Indoctrinate your children to accumulation (or savings) instead of spending (or consumption). Explain and demonstrate the concept of earning interest income on savings. Consider paying interest on money saved at home. Have children help calculate the interest so they can learn and see how fast money accumulates through the magic power of compound interest. Later on, they will also realize that the quickest way to a good credit rating is a history of regular successful savings. Some parents offer to match what children save on their own. When giving children an allowance or income, give the money in denominations that encourages saving. For example if the amount is $5, give out five $1 bills and encourage at least one be set-aside in savings. (Just saving $5 a-week at six percent interest compounded quarterly will total about $266 in a-year, $1,503 in five years and $3,527 in ten years.)
Introduce investments to children. Show then how to look up stock in the Sunday paper. Let them pick a stock and follow it. Make it fun- If you've been to an public amusement park, find the stock of the company that owns it.
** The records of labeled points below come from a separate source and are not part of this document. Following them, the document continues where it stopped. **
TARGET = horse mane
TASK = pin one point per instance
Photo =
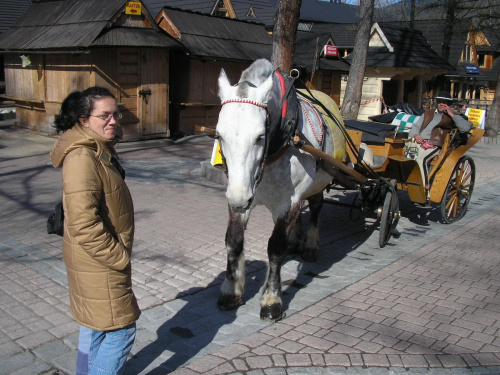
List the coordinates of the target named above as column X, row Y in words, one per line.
column 254, row 76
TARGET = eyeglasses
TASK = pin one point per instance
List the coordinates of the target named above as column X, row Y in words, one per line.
column 117, row 116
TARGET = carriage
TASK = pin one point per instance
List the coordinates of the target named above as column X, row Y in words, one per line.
column 452, row 174
column 281, row 146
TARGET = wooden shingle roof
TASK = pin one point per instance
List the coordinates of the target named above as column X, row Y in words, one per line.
column 76, row 24
column 12, row 10
column 402, row 48
column 215, row 37
column 308, row 48
column 264, row 11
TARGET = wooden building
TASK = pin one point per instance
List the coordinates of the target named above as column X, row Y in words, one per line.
column 61, row 46
column 212, row 43
column 399, row 63
column 319, row 61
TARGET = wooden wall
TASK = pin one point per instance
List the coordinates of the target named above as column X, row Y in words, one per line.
column 326, row 81
column 40, row 88
column 194, row 91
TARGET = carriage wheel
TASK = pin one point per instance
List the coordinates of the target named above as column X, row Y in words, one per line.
column 459, row 190
column 389, row 215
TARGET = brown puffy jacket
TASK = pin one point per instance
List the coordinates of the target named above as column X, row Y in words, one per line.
column 98, row 231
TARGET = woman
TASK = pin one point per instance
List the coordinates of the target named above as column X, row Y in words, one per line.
column 98, row 230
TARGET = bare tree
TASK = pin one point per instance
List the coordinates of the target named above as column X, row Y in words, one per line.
column 473, row 15
column 285, row 33
column 352, row 96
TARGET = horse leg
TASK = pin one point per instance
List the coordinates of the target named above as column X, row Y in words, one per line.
column 271, row 304
column 234, row 284
column 311, row 247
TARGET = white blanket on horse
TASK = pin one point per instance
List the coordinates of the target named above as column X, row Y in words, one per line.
column 338, row 137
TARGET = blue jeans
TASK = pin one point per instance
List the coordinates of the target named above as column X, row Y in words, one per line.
column 104, row 352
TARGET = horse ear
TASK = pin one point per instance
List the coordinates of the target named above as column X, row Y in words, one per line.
column 264, row 90
column 224, row 85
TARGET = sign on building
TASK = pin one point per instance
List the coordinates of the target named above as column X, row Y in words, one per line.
column 477, row 117
column 134, row 8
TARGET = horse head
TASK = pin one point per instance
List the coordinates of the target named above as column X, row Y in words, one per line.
column 242, row 130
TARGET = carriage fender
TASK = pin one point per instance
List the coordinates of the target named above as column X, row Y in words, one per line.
column 443, row 175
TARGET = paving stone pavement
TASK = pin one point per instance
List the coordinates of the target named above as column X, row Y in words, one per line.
column 427, row 303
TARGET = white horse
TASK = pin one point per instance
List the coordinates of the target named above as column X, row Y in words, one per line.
column 246, row 129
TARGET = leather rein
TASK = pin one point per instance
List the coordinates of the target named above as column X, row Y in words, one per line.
column 263, row 162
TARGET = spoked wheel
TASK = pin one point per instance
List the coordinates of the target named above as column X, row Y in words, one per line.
column 389, row 215
column 459, row 190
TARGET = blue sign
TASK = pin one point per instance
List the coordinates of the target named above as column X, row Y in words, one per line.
column 471, row 69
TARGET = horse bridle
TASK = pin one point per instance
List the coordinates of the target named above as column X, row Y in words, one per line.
column 260, row 171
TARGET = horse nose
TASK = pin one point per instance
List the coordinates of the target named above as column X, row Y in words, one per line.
column 239, row 201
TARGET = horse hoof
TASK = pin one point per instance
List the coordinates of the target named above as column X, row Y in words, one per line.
column 272, row 313
column 227, row 302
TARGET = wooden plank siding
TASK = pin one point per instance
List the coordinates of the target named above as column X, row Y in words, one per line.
column 40, row 88
column 194, row 91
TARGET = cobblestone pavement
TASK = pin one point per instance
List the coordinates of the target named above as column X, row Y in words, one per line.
column 427, row 303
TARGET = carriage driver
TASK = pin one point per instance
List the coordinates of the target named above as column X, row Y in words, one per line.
column 430, row 129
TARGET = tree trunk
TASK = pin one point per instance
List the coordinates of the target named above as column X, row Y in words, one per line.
column 285, row 33
column 448, row 29
column 352, row 96
column 412, row 14
column 494, row 113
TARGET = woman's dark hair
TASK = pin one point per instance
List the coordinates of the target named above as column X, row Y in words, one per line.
column 79, row 105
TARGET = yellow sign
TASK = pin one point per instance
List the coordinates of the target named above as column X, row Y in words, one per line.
column 216, row 158
column 476, row 117
column 134, row 8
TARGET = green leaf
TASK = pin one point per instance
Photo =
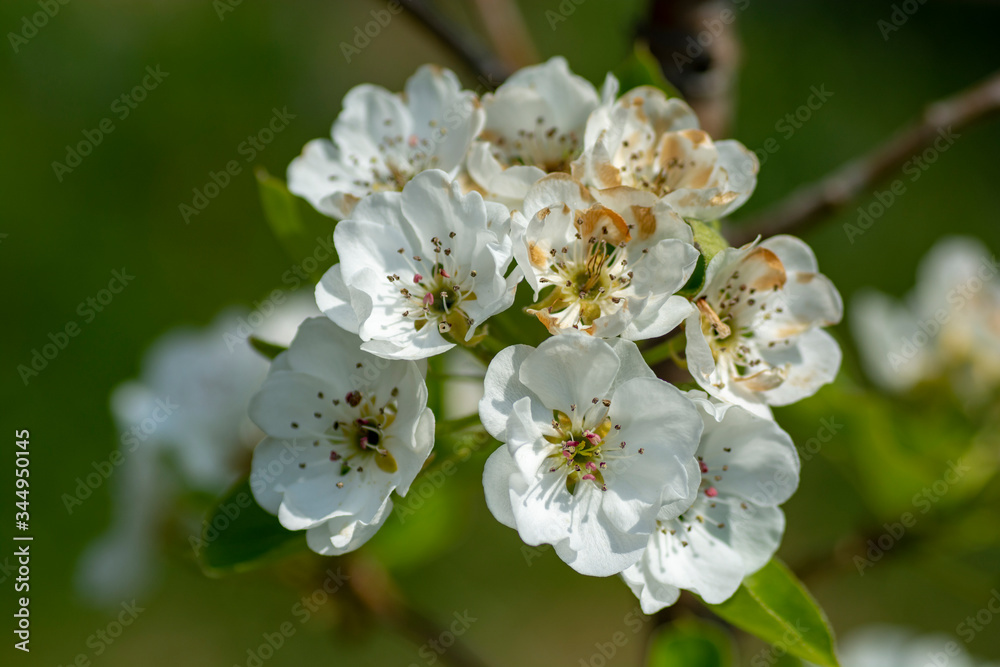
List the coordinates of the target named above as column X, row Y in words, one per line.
column 690, row 643
column 774, row 605
column 266, row 349
column 238, row 535
column 641, row 68
column 304, row 237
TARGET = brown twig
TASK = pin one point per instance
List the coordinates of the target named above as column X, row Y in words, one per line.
column 815, row 202
column 491, row 70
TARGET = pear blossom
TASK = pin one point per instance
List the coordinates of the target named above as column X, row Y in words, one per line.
column 381, row 140
column 610, row 260
column 344, row 430
column 419, row 270
column 183, row 425
column 949, row 325
column 748, row 467
column 754, row 338
column 645, row 140
column 535, row 122
column 595, row 447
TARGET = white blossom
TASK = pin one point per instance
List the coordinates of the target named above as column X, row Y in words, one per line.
column 948, row 326
column 645, row 140
column 748, row 467
column 418, row 266
column 595, row 446
column 534, row 126
column 382, row 140
column 344, row 430
column 609, row 261
column 755, row 338
column 183, row 426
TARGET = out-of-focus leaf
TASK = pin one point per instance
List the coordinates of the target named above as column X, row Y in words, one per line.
column 774, row 605
column 304, row 234
column 424, row 524
column 266, row 349
column 238, row 535
column 690, row 643
column 641, row 68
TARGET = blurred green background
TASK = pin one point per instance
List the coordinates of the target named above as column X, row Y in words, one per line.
column 119, row 208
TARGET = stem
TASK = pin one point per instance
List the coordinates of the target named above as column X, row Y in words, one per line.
column 813, row 203
column 491, row 70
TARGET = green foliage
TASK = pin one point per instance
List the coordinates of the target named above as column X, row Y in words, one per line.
column 690, row 643
column 266, row 349
column 641, row 68
column 774, row 605
column 302, row 233
column 238, row 535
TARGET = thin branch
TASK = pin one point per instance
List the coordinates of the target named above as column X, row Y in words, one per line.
column 815, row 202
column 510, row 37
column 491, row 70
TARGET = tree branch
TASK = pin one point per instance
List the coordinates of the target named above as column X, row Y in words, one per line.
column 813, row 203
column 491, row 70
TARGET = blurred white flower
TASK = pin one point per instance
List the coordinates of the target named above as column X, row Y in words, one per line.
column 534, row 126
column 344, row 430
column 595, row 446
column 647, row 141
column 949, row 325
column 755, row 338
column 381, row 140
column 748, row 467
column 183, row 426
column 417, row 266
column 611, row 260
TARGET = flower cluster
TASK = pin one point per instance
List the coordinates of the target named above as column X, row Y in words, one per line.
column 606, row 206
column 948, row 327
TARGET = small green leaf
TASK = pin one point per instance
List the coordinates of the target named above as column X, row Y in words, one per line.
column 238, row 535
column 774, row 605
column 641, row 68
column 302, row 236
column 690, row 643
column 266, row 350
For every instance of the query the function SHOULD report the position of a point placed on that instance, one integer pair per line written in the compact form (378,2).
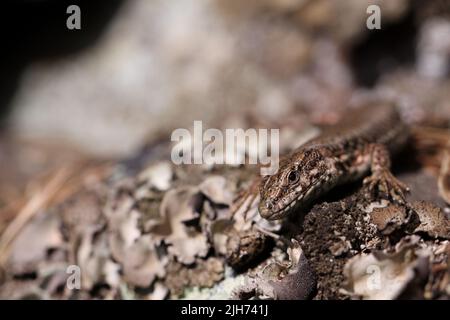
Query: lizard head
(299,180)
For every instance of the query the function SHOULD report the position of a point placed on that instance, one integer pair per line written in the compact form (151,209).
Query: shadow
(31,30)
(393,46)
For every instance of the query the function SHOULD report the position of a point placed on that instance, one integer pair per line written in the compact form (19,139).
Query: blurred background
(138,69)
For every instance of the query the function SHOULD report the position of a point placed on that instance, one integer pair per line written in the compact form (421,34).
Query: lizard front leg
(382,182)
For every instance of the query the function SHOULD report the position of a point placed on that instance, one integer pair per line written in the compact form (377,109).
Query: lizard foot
(383,183)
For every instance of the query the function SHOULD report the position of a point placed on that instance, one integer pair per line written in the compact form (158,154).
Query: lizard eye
(293,176)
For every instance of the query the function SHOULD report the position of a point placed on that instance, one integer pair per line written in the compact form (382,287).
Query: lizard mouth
(275,215)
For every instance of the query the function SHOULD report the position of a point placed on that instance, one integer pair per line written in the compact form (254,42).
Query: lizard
(362,143)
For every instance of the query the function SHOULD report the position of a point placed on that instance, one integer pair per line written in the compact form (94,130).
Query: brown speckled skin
(364,141)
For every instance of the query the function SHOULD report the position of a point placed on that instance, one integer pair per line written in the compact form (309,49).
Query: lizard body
(363,142)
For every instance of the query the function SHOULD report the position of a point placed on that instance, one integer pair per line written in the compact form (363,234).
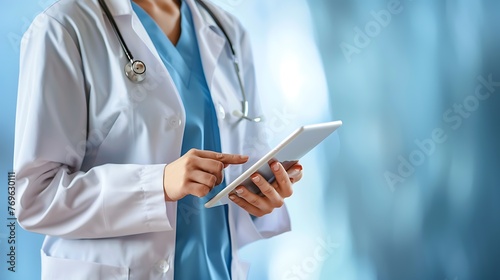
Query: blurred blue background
(409,187)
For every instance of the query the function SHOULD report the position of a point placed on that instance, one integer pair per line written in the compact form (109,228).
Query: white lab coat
(90,146)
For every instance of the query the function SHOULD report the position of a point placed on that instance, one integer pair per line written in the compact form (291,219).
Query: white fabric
(91,146)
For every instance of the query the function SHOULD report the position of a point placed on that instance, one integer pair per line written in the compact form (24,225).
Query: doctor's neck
(167,14)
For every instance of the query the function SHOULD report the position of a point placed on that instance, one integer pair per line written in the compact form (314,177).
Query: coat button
(162,266)
(221,111)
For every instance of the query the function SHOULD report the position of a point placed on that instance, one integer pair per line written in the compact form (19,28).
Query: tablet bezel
(215,201)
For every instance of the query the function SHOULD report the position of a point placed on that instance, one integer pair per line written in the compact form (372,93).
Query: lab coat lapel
(210,42)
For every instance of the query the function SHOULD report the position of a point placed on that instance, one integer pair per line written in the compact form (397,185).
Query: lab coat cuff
(253,229)
(273,224)
(158,213)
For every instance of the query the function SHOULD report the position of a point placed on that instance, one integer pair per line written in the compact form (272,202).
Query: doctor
(114,167)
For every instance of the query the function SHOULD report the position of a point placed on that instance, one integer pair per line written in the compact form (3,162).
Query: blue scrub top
(203,248)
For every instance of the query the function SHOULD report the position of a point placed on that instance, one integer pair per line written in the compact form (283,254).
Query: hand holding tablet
(288,152)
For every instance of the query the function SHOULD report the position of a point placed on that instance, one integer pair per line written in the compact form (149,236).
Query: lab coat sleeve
(278,221)
(53,196)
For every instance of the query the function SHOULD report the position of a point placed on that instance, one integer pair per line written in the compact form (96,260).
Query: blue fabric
(203,248)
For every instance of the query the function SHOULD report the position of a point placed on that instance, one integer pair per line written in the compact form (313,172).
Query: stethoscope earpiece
(135,71)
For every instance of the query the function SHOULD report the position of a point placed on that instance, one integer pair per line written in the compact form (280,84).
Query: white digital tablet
(288,152)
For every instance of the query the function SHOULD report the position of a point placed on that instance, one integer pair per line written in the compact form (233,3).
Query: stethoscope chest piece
(135,71)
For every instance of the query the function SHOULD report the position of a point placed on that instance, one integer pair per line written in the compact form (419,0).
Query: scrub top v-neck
(203,248)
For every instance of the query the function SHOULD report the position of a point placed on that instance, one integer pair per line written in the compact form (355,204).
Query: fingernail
(294,172)
(276,166)
(256,178)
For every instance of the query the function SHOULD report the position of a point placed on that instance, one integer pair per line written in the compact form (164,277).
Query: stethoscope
(135,69)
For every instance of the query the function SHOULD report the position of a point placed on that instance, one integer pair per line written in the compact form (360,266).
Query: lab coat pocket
(66,269)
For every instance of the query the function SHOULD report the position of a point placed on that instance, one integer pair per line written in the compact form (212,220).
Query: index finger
(224,158)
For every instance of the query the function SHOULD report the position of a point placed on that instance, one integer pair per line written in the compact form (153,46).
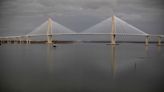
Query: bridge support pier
(147,40)
(49,31)
(49,39)
(27,40)
(113,36)
(159,41)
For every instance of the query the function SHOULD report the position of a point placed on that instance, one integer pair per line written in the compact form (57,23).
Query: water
(81,67)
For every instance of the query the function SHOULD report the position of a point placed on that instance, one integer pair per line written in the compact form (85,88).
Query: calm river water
(81,67)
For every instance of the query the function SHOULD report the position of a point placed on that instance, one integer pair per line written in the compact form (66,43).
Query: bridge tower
(113,35)
(147,40)
(49,31)
(159,40)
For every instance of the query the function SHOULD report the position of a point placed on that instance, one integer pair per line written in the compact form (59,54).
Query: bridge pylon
(113,35)
(147,40)
(49,31)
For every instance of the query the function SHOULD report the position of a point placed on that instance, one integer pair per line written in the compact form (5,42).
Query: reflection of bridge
(111,26)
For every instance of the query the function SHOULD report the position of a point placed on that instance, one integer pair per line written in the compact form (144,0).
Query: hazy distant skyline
(22,16)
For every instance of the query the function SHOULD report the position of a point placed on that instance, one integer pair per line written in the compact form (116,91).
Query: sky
(19,17)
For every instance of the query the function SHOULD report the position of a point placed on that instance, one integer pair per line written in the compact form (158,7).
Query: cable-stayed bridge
(112,26)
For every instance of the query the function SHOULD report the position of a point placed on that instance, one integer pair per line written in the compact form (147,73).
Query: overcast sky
(22,16)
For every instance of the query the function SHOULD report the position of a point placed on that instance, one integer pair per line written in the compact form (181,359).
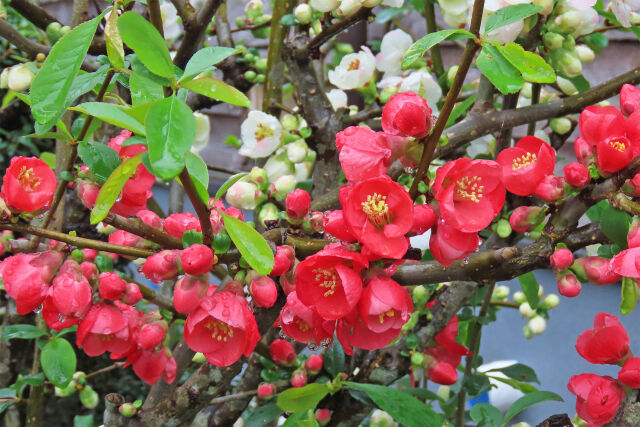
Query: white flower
(393,47)
(354,71)
(170,21)
(261,134)
(203,131)
(423,83)
(337,98)
(623,8)
(324,5)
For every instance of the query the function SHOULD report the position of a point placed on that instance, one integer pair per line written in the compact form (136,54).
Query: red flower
(607,343)
(379,213)
(197,259)
(363,153)
(28,184)
(470,193)
(104,328)
(384,305)
(448,244)
(329,281)
(26,278)
(282,352)
(629,99)
(629,375)
(598,398)
(223,328)
(407,114)
(298,204)
(524,165)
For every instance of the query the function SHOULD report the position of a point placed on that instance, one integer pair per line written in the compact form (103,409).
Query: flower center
(327,279)
(390,313)
(524,160)
(28,180)
(220,330)
(263,132)
(377,210)
(618,145)
(469,188)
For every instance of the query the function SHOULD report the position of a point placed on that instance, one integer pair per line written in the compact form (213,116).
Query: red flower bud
(266,391)
(111,286)
(576,175)
(569,285)
(298,204)
(283,260)
(561,259)
(263,291)
(282,352)
(407,114)
(28,184)
(196,259)
(314,364)
(299,378)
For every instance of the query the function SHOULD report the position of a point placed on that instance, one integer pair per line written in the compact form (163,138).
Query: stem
(430,17)
(467,57)
(474,345)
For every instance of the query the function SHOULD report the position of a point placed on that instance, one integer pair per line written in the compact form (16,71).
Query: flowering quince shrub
(358,258)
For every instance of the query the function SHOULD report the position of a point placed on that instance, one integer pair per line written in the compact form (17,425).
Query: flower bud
(568,285)
(243,195)
(111,286)
(197,259)
(560,125)
(299,378)
(561,259)
(551,189)
(298,204)
(576,175)
(303,13)
(313,364)
(266,391)
(263,291)
(297,151)
(537,325)
(20,78)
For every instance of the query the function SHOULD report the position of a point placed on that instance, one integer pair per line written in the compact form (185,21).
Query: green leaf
(252,246)
(401,406)
(112,188)
(334,359)
(141,36)
(629,295)
(504,76)
(519,372)
(58,362)
(486,415)
(530,287)
(217,89)
(24,332)
(533,68)
(529,400)
(302,398)
(101,159)
(615,224)
(111,113)
(171,129)
(509,15)
(227,184)
(419,48)
(53,81)
(204,59)
(263,415)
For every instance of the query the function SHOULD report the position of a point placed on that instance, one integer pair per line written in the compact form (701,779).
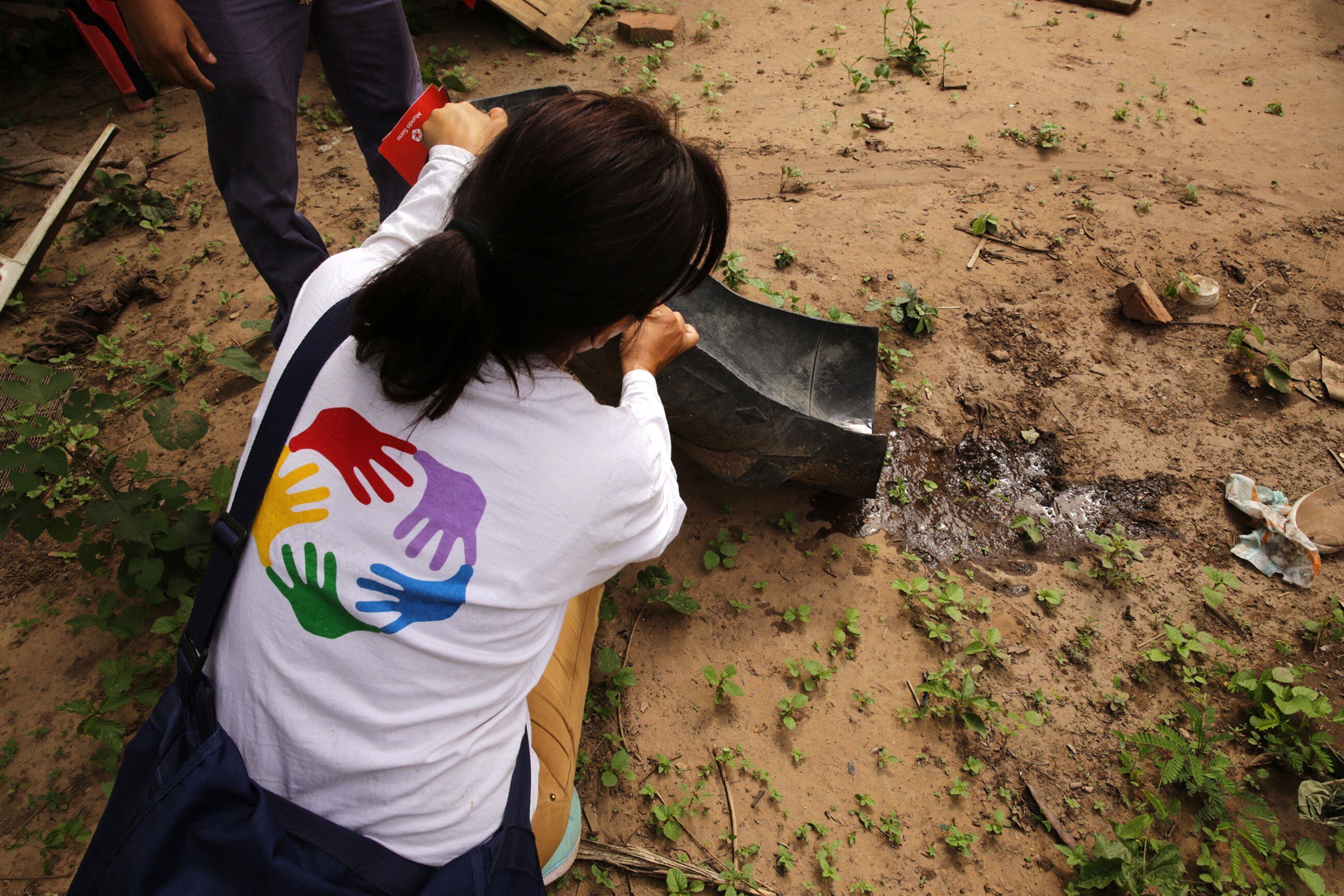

It they like toys, pick a toy manufacturer, etc.
Take the youngsters with you to a credit union a bank when you open their savings accounts. Introduce them to the manager, or perhaps arrange a short tour of the vault so that they can see how the institution works by taking out the mystery of the cages and barriers. Beginning the regular savings habit early is one of the keys to savings success. Don't refuse them when they want to withdraw from savings for a purchase or you'll risk having them hesitate to put money away in the first place.